The Art of Rejection
I saw this on Digg and just had to post it here. This is a 1938 rejection letter sent by Walt Disney Productions to a woman who queried about a position in the animation department:
I’m trying to imagine what it would feel like to get a letter like this from a literary agent or a mazagine or publisher to whom I’d pitched a story: “Sorry, but women currently do not write any of the work we publish. The only work open to women is signing rejection letters to applicants.” Because notice, if you will, that the signature on the letter is a woman’s. I wonder how she felt, sending such a letter that basically told another woman she wasn’t good for anything but paint-by-numbers.
Somehow, this is made all the more horrible by being on Snow White and the Seven Dwarfs stationery. I suddenly feel like my little collection of rejection letters isn’t so bad.
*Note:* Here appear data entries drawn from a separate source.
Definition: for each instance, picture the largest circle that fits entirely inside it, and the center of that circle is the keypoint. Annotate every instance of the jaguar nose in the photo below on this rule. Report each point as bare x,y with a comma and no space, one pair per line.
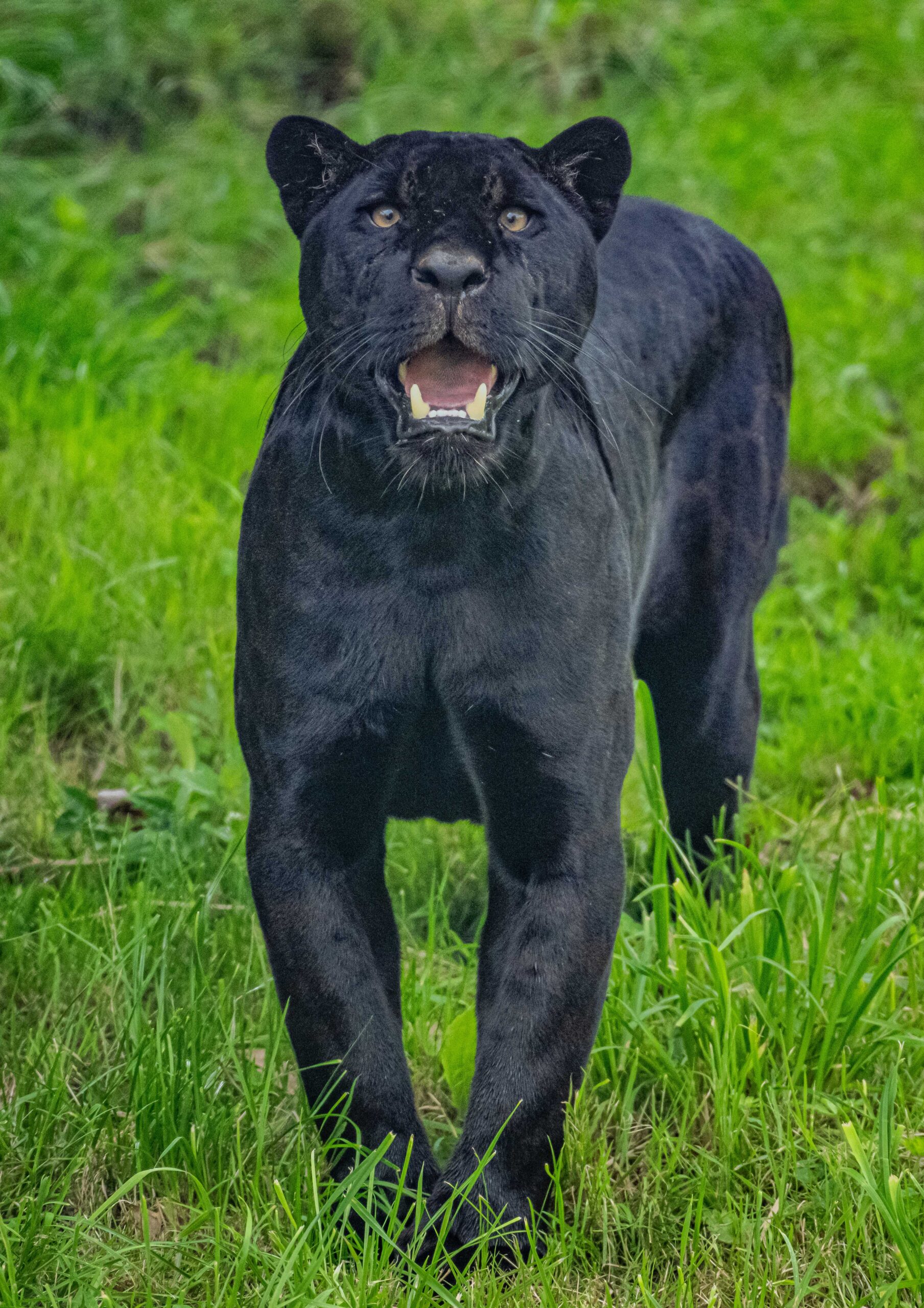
450,272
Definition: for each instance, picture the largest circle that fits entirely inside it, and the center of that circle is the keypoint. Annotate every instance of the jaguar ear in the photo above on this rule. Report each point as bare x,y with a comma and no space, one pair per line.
590,162
310,161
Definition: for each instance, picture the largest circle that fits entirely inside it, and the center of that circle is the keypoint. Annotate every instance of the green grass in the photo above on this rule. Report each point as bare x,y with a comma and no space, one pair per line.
752,1125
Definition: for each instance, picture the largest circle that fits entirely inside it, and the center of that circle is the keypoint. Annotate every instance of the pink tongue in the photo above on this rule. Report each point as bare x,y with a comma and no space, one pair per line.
447,373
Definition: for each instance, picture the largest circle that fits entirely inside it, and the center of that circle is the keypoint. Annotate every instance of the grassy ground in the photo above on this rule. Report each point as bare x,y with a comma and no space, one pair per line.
752,1127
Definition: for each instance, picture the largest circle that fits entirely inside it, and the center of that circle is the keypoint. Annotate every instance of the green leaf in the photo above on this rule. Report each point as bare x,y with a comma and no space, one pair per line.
457,1055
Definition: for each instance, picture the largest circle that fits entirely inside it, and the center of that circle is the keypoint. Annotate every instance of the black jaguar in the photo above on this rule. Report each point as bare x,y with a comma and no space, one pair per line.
532,441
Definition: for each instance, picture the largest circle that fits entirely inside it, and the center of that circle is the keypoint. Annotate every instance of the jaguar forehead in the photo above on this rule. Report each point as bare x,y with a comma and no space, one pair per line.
493,189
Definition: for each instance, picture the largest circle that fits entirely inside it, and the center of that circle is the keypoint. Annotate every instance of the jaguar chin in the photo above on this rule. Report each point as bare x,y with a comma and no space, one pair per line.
530,448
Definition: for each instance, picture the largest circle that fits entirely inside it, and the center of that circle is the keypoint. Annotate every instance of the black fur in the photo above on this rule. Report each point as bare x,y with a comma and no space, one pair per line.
446,624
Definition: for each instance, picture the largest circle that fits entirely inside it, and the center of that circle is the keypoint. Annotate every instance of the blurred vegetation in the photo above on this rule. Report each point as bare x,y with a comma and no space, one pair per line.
147,307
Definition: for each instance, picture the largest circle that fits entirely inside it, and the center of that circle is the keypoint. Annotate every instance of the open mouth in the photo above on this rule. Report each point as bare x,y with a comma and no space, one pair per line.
448,388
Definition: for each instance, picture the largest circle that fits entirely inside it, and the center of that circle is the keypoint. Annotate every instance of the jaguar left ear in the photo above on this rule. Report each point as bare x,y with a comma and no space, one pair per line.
590,162
310,161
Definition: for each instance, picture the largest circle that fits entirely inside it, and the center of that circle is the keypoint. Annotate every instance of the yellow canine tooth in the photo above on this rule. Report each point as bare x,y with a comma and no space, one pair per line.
419,406
476,409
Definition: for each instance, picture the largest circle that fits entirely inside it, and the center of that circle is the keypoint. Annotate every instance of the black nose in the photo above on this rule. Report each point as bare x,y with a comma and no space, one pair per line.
450,271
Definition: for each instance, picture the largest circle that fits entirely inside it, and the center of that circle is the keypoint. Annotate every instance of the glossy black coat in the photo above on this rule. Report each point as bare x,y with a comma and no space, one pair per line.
450,631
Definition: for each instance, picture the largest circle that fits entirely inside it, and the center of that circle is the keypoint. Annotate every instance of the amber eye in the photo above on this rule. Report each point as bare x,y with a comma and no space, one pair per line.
514,220
386,216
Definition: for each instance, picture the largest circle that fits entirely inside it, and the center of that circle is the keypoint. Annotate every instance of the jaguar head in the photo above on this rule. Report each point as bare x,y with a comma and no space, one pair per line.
446,281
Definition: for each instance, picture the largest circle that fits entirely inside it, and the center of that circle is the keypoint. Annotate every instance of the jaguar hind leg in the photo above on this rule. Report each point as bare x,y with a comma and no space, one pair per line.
722,520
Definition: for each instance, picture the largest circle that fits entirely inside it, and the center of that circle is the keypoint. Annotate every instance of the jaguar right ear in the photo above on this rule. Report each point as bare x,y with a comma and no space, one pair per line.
309,161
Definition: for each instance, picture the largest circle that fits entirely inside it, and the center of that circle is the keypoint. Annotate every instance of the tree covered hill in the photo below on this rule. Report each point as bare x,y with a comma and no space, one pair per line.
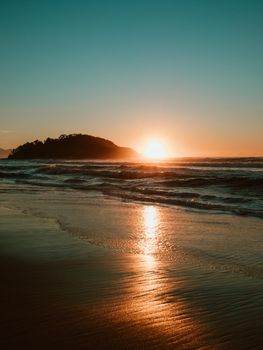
75,146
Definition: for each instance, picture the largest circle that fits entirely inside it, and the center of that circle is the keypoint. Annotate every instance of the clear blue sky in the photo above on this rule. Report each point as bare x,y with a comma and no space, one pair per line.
188,71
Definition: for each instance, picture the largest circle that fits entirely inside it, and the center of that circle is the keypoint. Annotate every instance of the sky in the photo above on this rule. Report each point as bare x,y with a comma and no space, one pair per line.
187,72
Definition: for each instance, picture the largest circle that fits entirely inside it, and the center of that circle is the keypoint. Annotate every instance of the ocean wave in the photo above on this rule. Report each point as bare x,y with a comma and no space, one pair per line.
225,189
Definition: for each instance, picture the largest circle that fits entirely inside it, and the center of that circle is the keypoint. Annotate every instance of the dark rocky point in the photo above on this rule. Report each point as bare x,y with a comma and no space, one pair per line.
75,146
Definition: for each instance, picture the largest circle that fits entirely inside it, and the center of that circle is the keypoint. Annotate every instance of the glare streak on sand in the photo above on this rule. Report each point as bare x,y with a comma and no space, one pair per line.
163,279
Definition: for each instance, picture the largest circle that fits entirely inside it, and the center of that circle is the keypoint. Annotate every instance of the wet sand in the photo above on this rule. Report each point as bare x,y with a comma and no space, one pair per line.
58,292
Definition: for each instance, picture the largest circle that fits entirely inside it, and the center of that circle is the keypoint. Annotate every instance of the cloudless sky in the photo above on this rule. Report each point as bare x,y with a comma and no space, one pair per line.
186,71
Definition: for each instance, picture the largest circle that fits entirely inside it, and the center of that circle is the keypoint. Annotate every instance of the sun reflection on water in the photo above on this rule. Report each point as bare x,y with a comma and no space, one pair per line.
151,223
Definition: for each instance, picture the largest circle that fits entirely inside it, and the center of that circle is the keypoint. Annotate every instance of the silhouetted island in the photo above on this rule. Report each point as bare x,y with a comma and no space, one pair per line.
75,146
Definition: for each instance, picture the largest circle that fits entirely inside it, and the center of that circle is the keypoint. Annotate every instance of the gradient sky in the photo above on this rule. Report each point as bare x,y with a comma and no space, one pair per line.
189,72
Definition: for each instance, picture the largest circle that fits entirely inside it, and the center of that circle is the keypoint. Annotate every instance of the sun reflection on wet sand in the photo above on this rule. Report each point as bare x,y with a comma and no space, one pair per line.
150,303
151,222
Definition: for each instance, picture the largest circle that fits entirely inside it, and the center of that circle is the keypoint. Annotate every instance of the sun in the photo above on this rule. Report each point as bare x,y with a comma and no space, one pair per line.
155,149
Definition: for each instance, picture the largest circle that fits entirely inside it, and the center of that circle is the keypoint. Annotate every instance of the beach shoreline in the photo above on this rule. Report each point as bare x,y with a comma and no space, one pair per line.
61,292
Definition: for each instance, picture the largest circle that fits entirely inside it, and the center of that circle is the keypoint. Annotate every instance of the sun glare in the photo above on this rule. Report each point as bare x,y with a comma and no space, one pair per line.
155,150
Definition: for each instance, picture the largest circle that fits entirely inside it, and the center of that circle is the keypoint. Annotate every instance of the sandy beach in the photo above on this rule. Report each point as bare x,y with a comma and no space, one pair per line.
59,291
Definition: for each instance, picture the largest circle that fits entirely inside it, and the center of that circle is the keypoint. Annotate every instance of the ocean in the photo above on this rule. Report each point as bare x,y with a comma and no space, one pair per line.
231,185
125,255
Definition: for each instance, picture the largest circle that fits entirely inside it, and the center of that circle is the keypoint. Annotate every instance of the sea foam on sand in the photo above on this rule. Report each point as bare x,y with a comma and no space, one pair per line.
86,272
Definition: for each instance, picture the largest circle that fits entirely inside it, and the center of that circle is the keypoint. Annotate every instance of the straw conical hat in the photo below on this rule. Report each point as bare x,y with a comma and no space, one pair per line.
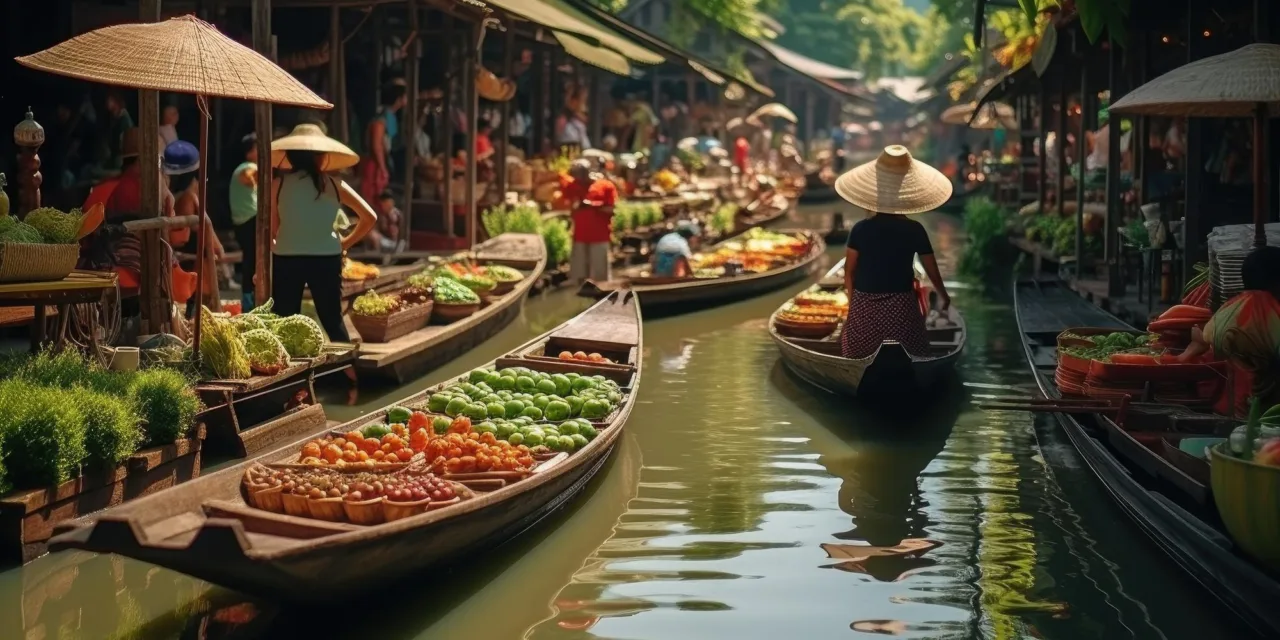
183,55
895,183
1223,86
776,110
309,137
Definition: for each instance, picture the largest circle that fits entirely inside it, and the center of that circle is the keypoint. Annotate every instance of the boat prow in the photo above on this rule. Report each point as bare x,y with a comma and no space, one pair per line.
208,528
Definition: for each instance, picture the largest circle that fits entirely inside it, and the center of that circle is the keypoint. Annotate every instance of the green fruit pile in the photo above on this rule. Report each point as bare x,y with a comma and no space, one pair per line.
452,292
519,392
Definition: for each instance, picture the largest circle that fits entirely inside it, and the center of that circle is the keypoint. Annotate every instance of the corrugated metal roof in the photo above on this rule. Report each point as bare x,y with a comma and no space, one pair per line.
592,37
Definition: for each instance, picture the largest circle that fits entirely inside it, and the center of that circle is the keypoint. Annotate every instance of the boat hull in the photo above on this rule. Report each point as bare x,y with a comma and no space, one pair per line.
1201,551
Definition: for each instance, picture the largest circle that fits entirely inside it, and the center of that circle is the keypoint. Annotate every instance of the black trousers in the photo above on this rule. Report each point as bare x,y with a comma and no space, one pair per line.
246,236
323,275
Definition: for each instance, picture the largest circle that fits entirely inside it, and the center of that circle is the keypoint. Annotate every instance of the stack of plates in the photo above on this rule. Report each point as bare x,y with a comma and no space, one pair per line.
1225,275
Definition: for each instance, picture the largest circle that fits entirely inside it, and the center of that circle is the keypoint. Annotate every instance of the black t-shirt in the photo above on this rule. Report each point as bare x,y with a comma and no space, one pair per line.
886,247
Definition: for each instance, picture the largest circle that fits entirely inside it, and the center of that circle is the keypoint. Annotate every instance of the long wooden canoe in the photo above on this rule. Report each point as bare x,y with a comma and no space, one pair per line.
1188,533
205,528
414,355
891,369
679,295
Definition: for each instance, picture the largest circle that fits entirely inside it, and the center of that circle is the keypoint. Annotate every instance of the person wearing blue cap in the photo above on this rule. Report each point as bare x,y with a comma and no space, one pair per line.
179,165
673,254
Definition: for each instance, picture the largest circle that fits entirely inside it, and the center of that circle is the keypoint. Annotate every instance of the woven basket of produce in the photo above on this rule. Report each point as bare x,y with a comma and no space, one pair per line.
389,327
805,329
446,314
36,263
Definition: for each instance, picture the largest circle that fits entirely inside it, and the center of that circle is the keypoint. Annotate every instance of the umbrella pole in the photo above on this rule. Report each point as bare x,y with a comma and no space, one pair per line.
1260,177
201,242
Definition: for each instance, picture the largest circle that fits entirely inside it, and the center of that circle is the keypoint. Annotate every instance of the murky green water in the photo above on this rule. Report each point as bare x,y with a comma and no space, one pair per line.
741,503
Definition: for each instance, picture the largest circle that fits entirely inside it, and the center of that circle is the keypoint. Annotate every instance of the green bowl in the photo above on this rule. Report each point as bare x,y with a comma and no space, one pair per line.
1248,499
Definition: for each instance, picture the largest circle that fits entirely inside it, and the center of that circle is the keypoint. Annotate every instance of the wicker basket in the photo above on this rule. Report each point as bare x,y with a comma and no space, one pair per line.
37,263
392,325
446,314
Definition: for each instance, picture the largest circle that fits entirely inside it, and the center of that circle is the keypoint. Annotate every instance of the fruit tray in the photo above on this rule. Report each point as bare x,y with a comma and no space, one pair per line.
1173,373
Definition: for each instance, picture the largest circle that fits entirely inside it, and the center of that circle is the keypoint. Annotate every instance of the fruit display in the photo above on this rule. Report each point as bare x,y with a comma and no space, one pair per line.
373,304
237,347
502,273
516,392
55,227
357,270
348,496
449,291
757,251
584,357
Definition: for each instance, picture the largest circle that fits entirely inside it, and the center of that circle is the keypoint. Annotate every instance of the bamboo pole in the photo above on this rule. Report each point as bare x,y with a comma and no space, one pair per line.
508,60
263,129
334,68
469,86
154,305
447,112
410,118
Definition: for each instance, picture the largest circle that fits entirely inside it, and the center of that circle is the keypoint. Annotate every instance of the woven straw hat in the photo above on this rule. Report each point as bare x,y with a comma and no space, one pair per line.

Not even the one I got from the editor of a cat fiction magazine (that’s right, I did try — and fail — to get a work of cat sci-fi published) signed “meowishly yours.” At least he criticized my story for being too description-heavy and, frankly, pointless, which I can work to improve, and not my gender, which I can’t change.
It almost makes me reconsider using L.R. Burt as my nom de plume. Maybe I should be Lisa Burt and embrace the fact that I am a woman and that has no bearing on my ability to be successful at creative work.
Speaking of which, I’d better get back to outlining my novel.